Giuseppe Pitrè fu uno scrittore e antropologo italiano, nato a Palermo il 21 dicembre del 1841. S’impegnò principalmente a portare alla luce gli usi e costumi del popolo siciliano; fu un alacre raccoglitore e studioso delle tradizioni popolane e del folclore, che lo resero famoso non solo nella regione ma anche nel resto d’Italia e all’estero.
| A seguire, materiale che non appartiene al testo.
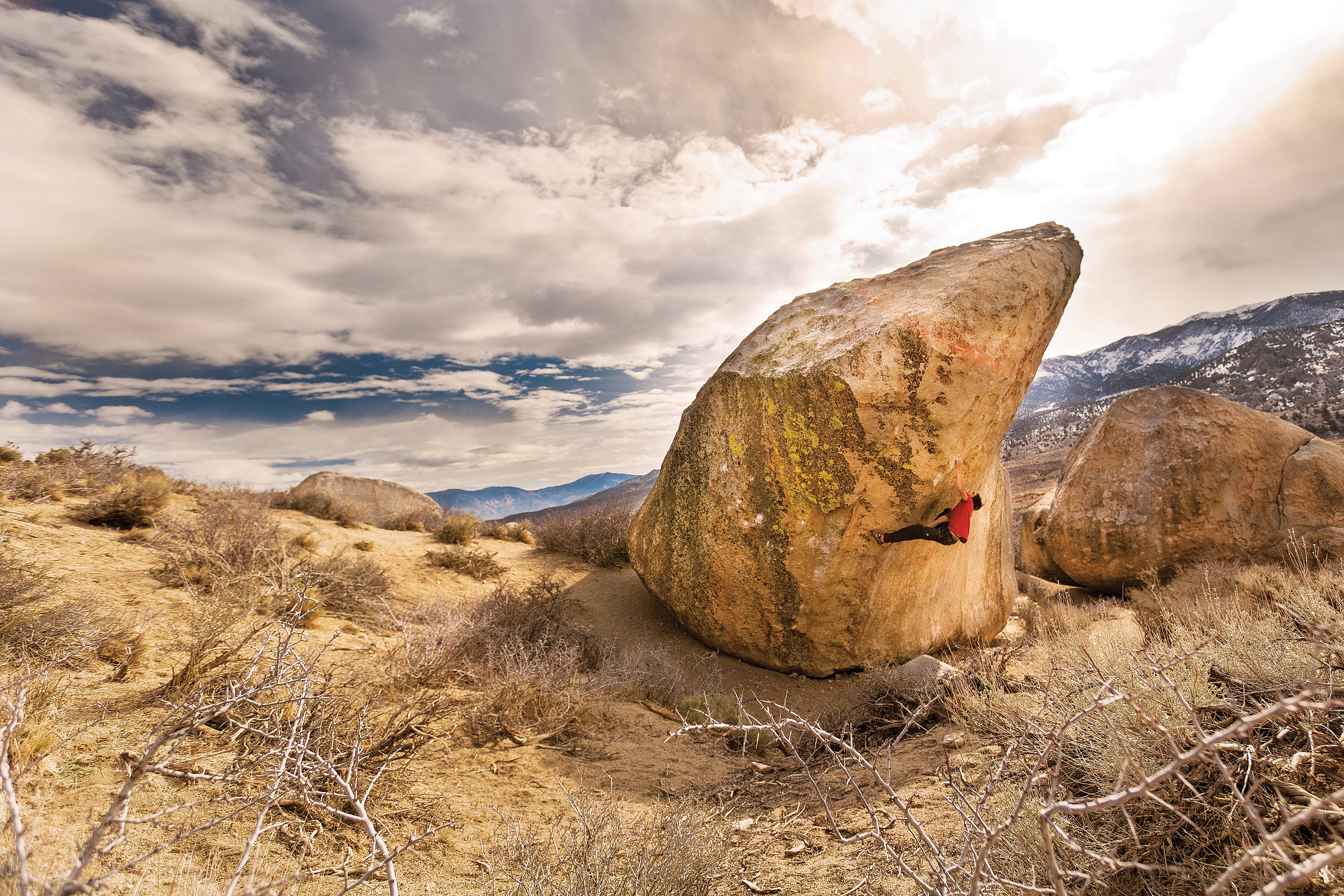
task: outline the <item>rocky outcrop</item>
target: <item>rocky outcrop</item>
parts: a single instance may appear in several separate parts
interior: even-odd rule
[[[1149,570],[1281,562],[1290,531],[1337,552],[1341,500],[1339,446],[1196,390],[1138,390],[1064,461],[1044,552],[1068,580],[1120,594]]]
[[[1023,571],[1017,571],[1017,594],[1032,600],[1064,600],[1067,603],[1087,604],[1095,600],[1109,599],[1090,588],[1079,588],[1071,584],[1059,584],[1048,579],[1039,579]]]
[[[293,506],[328,506],[360,523],[383,525],[399,517],[431,520],[442,510],[434,498],[386,480],[364,480],[341,473],[313,473],[289,490]]]
[[[1039,224],[777,310],[681,415],[630,528],[644,584],[706,643],[781,672],[992,638],[1016,598],[999,443],[1081,262]],[[953,504],[954,457],[984,502],[968,544],[867,537]]]
[[[926,653],[895,670],[891,677],[891,692],[902,700],[926,703],[937,700],[965,681],[965,672]]]
[[[1054,502],[1055,489],[1050,489],[1021,512],[1021,529],[1017,539],[1021,557],[1017,562],[1017,568],[1038,579],[1073,584],[1064,571],[1050,559],[1050,549],[1046,547],[1046,521],[1050,519],[1050,508]],[[1021,583],[1019,583],[1020,587]]]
Di origini umili, Pitrè entrò a far parte, giovanissimo, delle fila della Marina garibaldina. Divenne medico di professione e, spinto dalla passione per gli studi storici e filologici, ebbe l’occasione di raccogliere i canti popolari siciliani, sia dalla voce della madre, a cui dedicò la sua prima opera “Biblioteca delle tradizioni popolari siciliane”, che dalla voce dei ceti meno abbienti con cui venne a contatto durante il suo lavoro e la sua missione di dottore. Tale opera comprende, oltre ai canti d’amore e di protesta, anche giochi, proverbi, motti e scongiuri, indovinelli, fiabe, feste, rimedi di medicina popolare e leggende, insomma tutto ciò che fa parte della tradizione e cultura di un popolo, fornendo lo specchio di una cultura altrimenti sconosciuta.
Pitrè collaborò proficuamente con Salvatore Salomone Marino, col quale fondò, nel 1880, la più importante rivista di studi sul folclore del tempo, “Archivio”. Intrattenne una fitta corrispondenza con studiosi di tutto il mondo, le cui lettere sono oggi conservate presso la biblioteca che prende parte del comprensorio del Museo Etnografico di Palermo, istituito da lui nel 1909 allo scopo di custodire e tramandare le memorie e le tradizioni del popolo che aveva tanto tenacemente studiato.
Nella struttura, sita in un’ambiente della Palazzina Cinese fatta costruire dal Borbone all’interno del Parco della Favorita, sono conservati infatti i molteplici reperti raccolti dal Pitrè, che testimoniano lo studio amorevole e paziente delle tradizioni contadine dello scrittore e antropologo. Dai carretti siciliani ai Pupi, dagli utensili legati alla tessitura fino agli arredi, alle ceramiche e ai costumi: il museo conserva la storia della Sicilia popolare ottocentesca, affiancata anche a una sapiente ricostruzione degli ambienti del tempo.
Nel 1903, Pitrè fu nominato Presidente della Reale Accademia di Scienze e Lettere di Palermo, e il 16 febbraio 1909 fu eletto socio dell’Accademia della Crusca.
Nel 1910, Pitrè fu chiamato a insegnare all’Università di Palermo, mentre nel 1914, per i suoi meriti e la sua fama, fu nominato Senatore del Regno d’Italia.
Le sue opere furono tradotte anche in America, con particolare riguardo ai proverbi e le fiabe; da ricordare, è sicuramente la raccolta delle novelle e delle parlate siciliane, del 1875, che sottolineò come vi fosse una radice comune tra le storie che si tramandano oralmente in molte culture del mondo. A questo proposito, un altro esempio è Giufà; personaggio leggendario della tradizione orale contadina dell’Ottocento siciliano, Giufà venne fatto conoscere al mondo dal Pitrè, che ne raccolse le storie in un volume ricco di episodi rocamboleschi, che tenevano a sottolineare la radice comune della sua nascita e conformazione.
Per il suo importante contributo alla storia di Sicilia, ma anche alle origini letterarie d’Italia e del mondo, Giuseppe Pitrè fu d’ispirazione per molti contemporanei, come Salvatore Salomone Marino e Luigi Capuana, ma fu anche una delle fonti principali nella descrizione degli ambienti e dei tratti caratteristici dei personaggi veristi di Giovanni Verga, molto evidenti nelle sue novelle, prima fra tutti “Guerra di Santi”. Giuseppe Pitrè scrisse anche “Palermo cento e più anni fa”, introvabile volume dedicato alla sua città, e poi saggi sul poeta e drammaturgo siciliano Giovanni Meli, sul soggiorno di Goethe a Palermo, e sulla Divina Commedia.
Fu presidente della Società siciliana di storia patria e morì a Palermo il 10 aprile 1916, non prima di essere diventato una pietra miliare della storia di Sicilia.